Although, being Sweden, this was not Scrabble but “Alfapet”, as Scrabble in this country was known in the past. The board is the same, the tiles are the same (except for the Swedish characters of course, and different points and distributions), and the rules are the same.
Except that they aren’t. No sir, the rules are NOT the same, which I discovered to my dismay.
You see, the company in which I sat was playing a version of Alfapet from the 70s that used non-standard rules. The rule in question which caused hackles to rise was the one concerning the connection of words. In my rules (and by “mine” I mean the internationally accepted rules of Scrabble) you may lay a word in parallel to another word as long as all the little words you make along the way are real words.
But not in the game played by my hosts. No sir, in their version each new word MUST “link in” with an existing word. You cannot, for example, lay down an “S” to turn CAR into CARS and then continue with a new word from that S. See the example here:
The first example was not allowed by my hosts; the second was fine.
The worst thing was that the entire family proceeded to explain why their rules were actually NOT a variation and were in fact the proper and logical way to play the game, despite being more complicated and not the same as the internationally accepted rules of the game.

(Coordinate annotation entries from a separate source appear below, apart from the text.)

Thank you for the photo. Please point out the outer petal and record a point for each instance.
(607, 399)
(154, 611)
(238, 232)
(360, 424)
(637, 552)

I could not even get them to admit that their rules were a local variation. Oh no, I was simply wrong. And Alfapet was NOT a version of Scrabble (which it actually was when it was introduced to Sweden) but another game entirely which can quite happily have its own rules.
Now I have no trouble playing a variation on a game, but I find it difficult to swallow a lot of complicated reasons why one variant is any “better” or “more logical” than any another, especially when the supposedly “more logical” version has MORE rules and not less.
Still, I played anyway and was of course blown out of the water, even by the family matriarch, the 90-year old grandmother who, I am sure, could trounce me at Scrabble no matter what rules we were using.
And that, despite all the confusion, arguing and slamming shut of dictionaries, was strangely satisfying.